A la fin du XIXème siècle, le célèbre peintre anglais John Everett Millais accepte l’offre d’un fabricant de savon, propriétaire d’un de ses tableaux, qui souhaite en faire un usage commercial. Cette œuvre, figurant un garçon regardant une bulle, devient une réclame où, sans scrupule, est ajoutée une marque à des fins publicitaires. Quelques critiques crieront au scandale et à la dépravation du grand art mais Millais ne restera pas un cas isolé, comme nous le prouve, entre autre, l’omniprésence d’une certaine Laitière sur les emballages de nos supermarchés…

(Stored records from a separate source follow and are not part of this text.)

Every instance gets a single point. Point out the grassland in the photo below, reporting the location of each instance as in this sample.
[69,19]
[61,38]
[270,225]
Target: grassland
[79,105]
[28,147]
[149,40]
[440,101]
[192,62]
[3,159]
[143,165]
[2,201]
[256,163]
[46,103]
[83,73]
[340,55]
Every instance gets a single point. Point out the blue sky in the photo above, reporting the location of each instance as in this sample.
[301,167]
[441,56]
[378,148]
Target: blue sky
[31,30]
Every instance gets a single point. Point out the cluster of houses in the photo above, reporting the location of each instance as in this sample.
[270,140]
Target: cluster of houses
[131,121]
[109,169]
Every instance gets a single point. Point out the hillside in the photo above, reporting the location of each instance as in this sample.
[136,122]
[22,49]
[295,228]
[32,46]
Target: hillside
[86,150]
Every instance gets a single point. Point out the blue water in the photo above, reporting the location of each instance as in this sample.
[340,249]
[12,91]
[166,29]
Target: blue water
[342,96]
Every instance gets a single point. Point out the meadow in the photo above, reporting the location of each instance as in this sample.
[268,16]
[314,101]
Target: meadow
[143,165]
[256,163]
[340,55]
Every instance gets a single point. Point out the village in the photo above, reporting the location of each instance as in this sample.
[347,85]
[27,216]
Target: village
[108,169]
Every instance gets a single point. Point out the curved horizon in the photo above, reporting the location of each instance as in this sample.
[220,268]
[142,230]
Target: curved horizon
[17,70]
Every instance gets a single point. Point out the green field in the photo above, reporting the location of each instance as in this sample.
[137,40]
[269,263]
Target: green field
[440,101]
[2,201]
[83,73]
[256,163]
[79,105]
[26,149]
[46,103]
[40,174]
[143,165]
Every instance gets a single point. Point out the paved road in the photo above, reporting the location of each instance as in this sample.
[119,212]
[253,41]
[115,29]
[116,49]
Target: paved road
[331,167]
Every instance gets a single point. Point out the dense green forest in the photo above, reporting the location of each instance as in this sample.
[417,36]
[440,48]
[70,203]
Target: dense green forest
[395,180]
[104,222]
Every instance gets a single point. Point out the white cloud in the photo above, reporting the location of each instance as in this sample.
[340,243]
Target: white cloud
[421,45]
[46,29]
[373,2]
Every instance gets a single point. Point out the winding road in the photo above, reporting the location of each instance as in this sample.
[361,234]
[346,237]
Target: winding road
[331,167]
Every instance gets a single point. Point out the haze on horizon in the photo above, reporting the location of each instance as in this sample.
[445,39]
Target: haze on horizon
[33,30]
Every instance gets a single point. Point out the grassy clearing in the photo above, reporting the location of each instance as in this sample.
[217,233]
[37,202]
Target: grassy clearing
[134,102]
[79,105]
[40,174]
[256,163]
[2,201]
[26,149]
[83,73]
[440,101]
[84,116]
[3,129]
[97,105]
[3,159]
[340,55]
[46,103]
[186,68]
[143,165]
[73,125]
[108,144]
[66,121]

John Millais, affiche publicitaire pour la marque de savons Pears, 1886
On croit que la publicité a toujours été vive, enjouée et en couleurs… En réalité, elle a d’abord été monochrome, strictement informative et réduite à quelques phrases. Jusqu’à une invention décisive : la chromolithographie. Cette technique de gravure permet de reproduire des dessins complexes et fluides à grande échelle et devient la meilleure alliée de la réclame. L’affiche est la première à bénéficier du progrès des techniques d’impression. Elle devient le principal support publicitaire de masse même si, dans les années 1830-1860, son usage reste limité à l’affiche de librairie. Mais, dès 1880, des artistes professionnels vont contribuer à son essor : l’art graphique devient une expression culturelle. En 1867 naît la première affiche de Jules Chéret, un des plus célèbres affichistes du début du XXème siècle, qui révolutionna le genre en utilisant des couleurs vives provoquant des chocs visuels. Surnommé le « Watteau des rues », il reçoit en 1889 la Légion d’honneur pour avoir « inventé un art de la rue ».

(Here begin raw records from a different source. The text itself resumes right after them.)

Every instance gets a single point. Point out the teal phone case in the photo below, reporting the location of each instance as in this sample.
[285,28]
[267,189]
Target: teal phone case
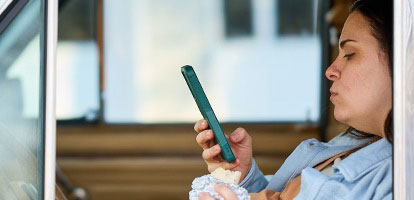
[207,112]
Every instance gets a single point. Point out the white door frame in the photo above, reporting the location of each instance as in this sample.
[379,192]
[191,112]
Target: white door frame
[403,99]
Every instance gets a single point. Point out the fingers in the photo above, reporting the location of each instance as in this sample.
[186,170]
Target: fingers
[225,192]
[201,125]
[232,165]
[204,196]
[239,135]
[209,153]
[204,139]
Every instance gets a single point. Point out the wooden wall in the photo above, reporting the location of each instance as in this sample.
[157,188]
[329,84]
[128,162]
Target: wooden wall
[156,162]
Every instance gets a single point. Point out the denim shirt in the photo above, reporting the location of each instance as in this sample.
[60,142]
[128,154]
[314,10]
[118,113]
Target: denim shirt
[365,174]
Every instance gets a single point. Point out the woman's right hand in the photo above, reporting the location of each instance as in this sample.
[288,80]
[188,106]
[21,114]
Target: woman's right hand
[240,143]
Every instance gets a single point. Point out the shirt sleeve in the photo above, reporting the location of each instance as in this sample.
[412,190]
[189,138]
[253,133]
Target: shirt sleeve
[254,180]
[316,185]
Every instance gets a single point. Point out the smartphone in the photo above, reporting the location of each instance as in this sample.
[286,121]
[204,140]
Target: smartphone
[207,112]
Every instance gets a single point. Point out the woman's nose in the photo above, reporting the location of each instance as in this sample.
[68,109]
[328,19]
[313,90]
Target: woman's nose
[332,73]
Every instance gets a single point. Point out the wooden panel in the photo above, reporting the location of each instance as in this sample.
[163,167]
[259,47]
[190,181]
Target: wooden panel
[142,178]
[403,99]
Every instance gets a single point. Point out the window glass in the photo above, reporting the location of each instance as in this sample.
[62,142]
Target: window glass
[263,77]
[77,94]
[21,104]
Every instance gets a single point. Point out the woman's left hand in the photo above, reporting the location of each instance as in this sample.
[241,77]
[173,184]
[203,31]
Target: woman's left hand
[222,190]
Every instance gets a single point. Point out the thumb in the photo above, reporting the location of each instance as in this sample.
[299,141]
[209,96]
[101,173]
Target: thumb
[239,135]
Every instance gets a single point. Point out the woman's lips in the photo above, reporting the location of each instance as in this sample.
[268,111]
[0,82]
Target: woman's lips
[333,95]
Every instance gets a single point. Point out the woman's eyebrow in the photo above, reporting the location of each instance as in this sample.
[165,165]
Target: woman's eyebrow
[343,42]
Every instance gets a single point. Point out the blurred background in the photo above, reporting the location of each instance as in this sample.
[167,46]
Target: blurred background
[126,116]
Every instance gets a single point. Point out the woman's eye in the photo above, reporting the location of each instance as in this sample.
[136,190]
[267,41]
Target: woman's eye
[348,56]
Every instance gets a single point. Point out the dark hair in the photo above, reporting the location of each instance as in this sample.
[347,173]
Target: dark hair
[379,13]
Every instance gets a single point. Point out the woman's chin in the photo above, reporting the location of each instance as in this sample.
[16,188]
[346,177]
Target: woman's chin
[340,116]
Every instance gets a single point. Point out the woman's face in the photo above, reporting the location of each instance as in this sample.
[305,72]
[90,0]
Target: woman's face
[361,90]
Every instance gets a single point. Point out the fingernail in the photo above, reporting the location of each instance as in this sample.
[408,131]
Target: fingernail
[217,147]
[235,136]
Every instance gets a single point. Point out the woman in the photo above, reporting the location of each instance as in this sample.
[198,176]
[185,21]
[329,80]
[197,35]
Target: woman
[354,165]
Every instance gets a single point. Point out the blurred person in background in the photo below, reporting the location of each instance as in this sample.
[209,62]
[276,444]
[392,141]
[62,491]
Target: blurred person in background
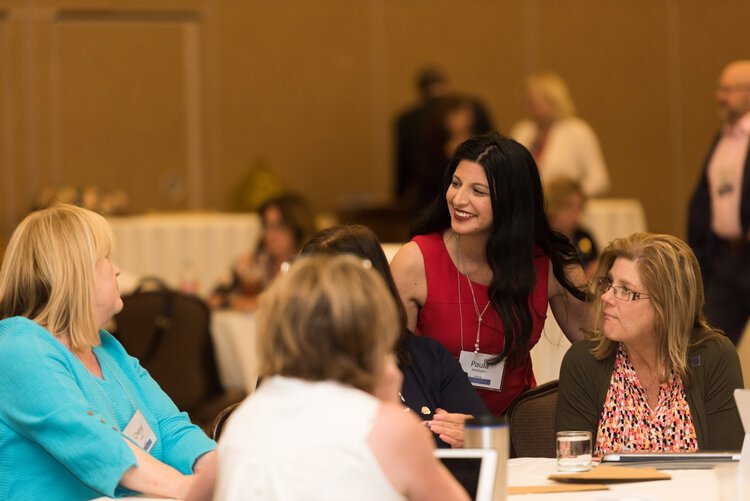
[416,141]
[287,223]
[565,205]
[652,374]
[326,422]
[719,218]
[79,417]
[562,144]
[435,387]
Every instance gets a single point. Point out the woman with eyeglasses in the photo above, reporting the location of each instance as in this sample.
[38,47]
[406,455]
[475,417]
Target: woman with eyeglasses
[652,375]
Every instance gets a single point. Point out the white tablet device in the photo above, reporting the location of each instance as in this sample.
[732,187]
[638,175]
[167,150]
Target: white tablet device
[475,470]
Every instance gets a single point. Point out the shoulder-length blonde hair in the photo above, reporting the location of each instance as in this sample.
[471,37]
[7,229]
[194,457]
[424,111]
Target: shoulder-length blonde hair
[48,274]
[672,279]
[328,318]
[555,92]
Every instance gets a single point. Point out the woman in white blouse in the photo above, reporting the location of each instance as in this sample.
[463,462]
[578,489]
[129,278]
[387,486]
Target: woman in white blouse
[562,144]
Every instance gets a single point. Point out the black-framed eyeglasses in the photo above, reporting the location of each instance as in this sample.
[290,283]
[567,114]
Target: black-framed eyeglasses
[620,292]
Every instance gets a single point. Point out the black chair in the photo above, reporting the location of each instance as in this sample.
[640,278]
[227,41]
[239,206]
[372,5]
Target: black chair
[531,420]
[169,332]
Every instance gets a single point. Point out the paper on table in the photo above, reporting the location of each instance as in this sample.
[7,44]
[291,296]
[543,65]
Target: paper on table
[543,489]
[606,473]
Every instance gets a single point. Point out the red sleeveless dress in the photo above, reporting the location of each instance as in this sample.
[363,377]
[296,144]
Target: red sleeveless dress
[439,317]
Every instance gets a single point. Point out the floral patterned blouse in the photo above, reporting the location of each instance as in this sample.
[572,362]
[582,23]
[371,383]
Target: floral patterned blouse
[628,423]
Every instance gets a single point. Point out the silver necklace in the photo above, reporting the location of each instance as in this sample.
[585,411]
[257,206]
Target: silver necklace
[480,315]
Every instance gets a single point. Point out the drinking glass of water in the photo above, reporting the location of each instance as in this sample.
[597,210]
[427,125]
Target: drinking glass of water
[573,450]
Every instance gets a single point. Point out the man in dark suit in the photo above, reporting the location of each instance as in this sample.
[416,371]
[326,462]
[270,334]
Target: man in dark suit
[719,219]
[413,137]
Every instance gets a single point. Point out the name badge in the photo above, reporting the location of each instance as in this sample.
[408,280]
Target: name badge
[140,432]
[481,373]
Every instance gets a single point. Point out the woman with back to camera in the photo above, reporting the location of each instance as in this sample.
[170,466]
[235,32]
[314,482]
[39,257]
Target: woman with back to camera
[652,374]
[483,266]
[326,423]
[79,418]
[435,387]
[562,144]
[287,223]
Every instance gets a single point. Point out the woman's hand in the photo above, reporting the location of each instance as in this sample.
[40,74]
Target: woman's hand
[449,426]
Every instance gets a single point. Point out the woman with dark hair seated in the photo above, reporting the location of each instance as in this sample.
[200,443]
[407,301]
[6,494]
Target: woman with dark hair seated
[484,264]
[435,387]
[652,375]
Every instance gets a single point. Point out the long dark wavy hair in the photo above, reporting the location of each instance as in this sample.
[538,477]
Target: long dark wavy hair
[519,223]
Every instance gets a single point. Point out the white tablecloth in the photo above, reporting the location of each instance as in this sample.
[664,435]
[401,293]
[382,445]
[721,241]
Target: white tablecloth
[684,485]
[177,245]
[607,219]
[234,345]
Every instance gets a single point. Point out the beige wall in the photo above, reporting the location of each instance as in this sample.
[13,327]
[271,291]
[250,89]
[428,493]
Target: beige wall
[173,100]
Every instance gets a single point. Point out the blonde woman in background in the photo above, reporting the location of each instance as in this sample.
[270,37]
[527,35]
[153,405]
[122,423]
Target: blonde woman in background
[562,144]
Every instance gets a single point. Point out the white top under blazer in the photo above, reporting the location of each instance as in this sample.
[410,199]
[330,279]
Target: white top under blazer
[299,440]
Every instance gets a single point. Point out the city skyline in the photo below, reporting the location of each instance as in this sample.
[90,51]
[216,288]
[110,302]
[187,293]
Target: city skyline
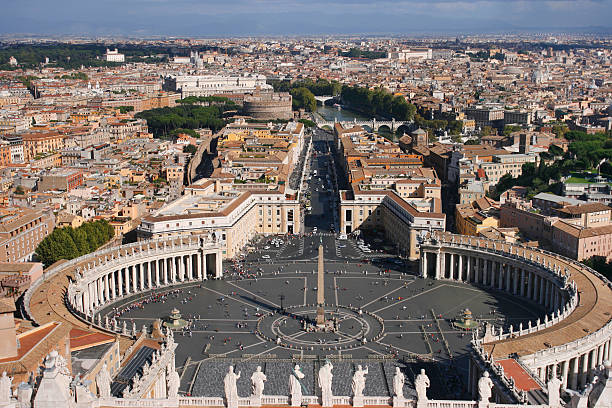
[143,18]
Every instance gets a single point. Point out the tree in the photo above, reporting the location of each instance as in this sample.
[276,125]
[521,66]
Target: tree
[303,99]
[600,265]
[126,109]
[307,123]
[487,130]
[189,149]
[69,243]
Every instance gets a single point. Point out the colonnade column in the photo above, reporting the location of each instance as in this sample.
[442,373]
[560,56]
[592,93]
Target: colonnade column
[126,275]
[112,285]
[219,259]
[120,281]
[508,280]
[529,285]
[164,262]
[134,279]
[141,273]
[172,269]
[204,266]
[423,265]
[585,369]
[149,274]
[469,268]
[107,288]
[574,374]
[565,373]
[181,267]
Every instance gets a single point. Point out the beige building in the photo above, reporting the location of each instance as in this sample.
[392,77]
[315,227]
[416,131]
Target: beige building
[400,219]
[233,216]
[21,230]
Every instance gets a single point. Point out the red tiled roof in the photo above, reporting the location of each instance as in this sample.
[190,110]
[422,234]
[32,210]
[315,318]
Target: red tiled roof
[82,339]
[522,379]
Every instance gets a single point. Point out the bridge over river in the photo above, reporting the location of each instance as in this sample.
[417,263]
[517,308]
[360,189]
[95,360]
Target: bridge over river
[373,124]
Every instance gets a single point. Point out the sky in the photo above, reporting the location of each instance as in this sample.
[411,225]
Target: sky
[210,18]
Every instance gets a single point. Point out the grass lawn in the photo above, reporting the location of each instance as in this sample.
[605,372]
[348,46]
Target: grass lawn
[574,179]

Grâce à ce nouveau procédé d’impression, les affiches envahissent quantité d’espaces dédiés dans la ville : panneaux, colonnes, murs entiers. Son développement au fil du XIXème siècle va considérablement modifier le paysage urbain. Décennies 1890, les rues de Paris se tapissent d’impressions publicitaires où l’image prévaut sur le texte, suite à la loi de juillet 1881 qui a instauré la liberté d’affichage. Qu’il s’agisse de lait en poudre, de bicyclettes, de spectacles, de spiritueux ou d’appel patriotique, le produit s’inscrit dans un contexte chargé de détails narratifs et ornementaux. Signées comme des œuvres d’art et s’élevant à ce rang, elles consacrent le talent de Toulouse-Lautrec, Alfred Choubrac, Adolphe-Léon Willette, Jules Chéret, ou encore un certain Alfons Mucha, illustrateurs-vedettes de l’époque.

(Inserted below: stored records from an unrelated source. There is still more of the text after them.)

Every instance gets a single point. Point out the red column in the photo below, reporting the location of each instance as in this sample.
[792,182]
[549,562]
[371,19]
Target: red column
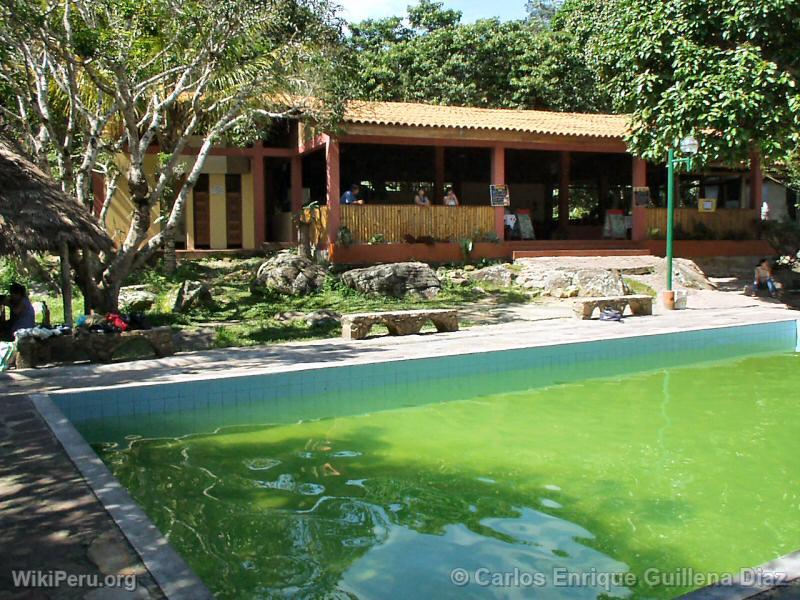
[334,188]
[499,178]
[756,180]
[438,192]
[563,191]
[259,201]
[639,213]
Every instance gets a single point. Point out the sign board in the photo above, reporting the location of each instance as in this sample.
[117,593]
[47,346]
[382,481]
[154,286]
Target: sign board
[707,204]
[526,227]
[641,196]
[499,195]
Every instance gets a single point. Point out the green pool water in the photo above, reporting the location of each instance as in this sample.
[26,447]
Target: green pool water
[688,471]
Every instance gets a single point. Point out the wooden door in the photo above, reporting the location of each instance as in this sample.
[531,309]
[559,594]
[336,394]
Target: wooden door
[233,210]
[201,205]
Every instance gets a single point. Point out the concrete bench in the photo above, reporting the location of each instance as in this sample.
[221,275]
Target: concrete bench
[405,322]
[639,305]
[93,345]
[101,347]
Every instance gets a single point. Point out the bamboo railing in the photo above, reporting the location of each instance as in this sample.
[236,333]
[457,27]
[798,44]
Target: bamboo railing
[723,222]
[396,222]
[318,217]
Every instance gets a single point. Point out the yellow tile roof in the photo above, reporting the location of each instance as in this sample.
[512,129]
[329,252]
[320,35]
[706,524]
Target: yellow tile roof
[526,121]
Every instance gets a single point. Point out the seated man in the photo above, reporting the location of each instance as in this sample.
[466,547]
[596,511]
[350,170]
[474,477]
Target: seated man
[763,278]
[351,195]
[22,315]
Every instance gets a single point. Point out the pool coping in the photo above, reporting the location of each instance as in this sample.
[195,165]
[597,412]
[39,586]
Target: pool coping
[188,374]
[178,581]
[168,569]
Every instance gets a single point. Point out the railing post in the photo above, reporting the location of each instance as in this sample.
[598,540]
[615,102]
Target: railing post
[259,201]
[334,188]
[499,178]
[638,213]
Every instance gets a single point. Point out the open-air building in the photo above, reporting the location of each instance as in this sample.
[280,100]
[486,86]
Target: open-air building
[566,173]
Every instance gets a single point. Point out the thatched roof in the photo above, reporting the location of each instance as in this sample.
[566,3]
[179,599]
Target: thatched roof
[35,216]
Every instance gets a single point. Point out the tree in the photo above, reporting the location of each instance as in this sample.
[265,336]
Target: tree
[542,11]
[725,71]
[489,63]
[94,81]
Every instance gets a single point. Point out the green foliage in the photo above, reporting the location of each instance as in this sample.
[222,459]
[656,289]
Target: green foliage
[724,71]
[514,64]
[638,287]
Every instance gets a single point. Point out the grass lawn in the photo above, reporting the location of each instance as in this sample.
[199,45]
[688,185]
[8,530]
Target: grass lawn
[241,318]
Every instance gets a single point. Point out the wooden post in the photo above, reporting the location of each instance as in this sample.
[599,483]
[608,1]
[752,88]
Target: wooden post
[334,188]
[499,178]
[438,192]
[756,180]
[259,201]
[638,213]
[66,284]
[563,191]
[297,189]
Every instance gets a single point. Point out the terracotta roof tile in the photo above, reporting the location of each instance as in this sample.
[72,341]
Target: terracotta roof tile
[527,121]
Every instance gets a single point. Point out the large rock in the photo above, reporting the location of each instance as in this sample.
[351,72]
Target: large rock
[191,294]
[497,275]
[395,280]
[136,298]
[291,274]
[564,282]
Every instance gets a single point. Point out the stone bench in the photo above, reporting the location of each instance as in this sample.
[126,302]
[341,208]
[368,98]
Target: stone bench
[101,347]
[405,322]
[93,345]
[639,305]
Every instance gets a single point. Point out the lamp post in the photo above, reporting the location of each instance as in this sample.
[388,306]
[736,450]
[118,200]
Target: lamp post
[688,146]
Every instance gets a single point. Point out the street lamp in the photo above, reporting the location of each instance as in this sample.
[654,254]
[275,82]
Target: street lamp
[689,146]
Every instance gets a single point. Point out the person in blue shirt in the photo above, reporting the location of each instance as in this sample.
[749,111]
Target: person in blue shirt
[351,195]
[22,313]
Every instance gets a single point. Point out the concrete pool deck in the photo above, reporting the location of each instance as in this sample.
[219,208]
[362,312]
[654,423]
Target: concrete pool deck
[32,457]
[548,329]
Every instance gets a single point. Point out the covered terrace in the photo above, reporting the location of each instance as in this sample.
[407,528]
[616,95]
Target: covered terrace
[565,171]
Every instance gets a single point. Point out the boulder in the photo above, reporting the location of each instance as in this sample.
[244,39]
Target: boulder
[288,273]
[497,275]
[563,282]
[456,277]
[136,298]
[395,280]
[323,317]
[191,294]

Alfons Mucha, affiche publicitaire pour la marque Job, 1896
Alfons Mucha, un publicitaire fer de lance de l’Art nouveau
En cette période de plein essor publicitaire, ces affiches sont tant admirées et convoitées que les passants les détachent et les collectionnent : l’affichomanie est née, terme apparu dans un article d’Uzanne en 1891. Détournées de leur fonction première, les affiches sont souvent vendues par des galeristes ou des collectionneurs qui n’hésitent pas à soudoyer les colleurs d’affiches pour obtenir les dernières nouveautés. Les éditions les plus chères seront imprimées sur satin, vélin ou japon, mais les acheteurs peuvent aussi se procurer des affiches imprimées en huit couleurs, moins coûteuses, ou sur carton : l’affiche publicitaire devient une œuvre accessible à toutes les couches de la société de la Belle Époque. Parmi elles trouve-t-on celles d’Alfons Mucha, artiste tchèque arrivé en 1887 à Paris et devenu un véritable chantre de la publicité.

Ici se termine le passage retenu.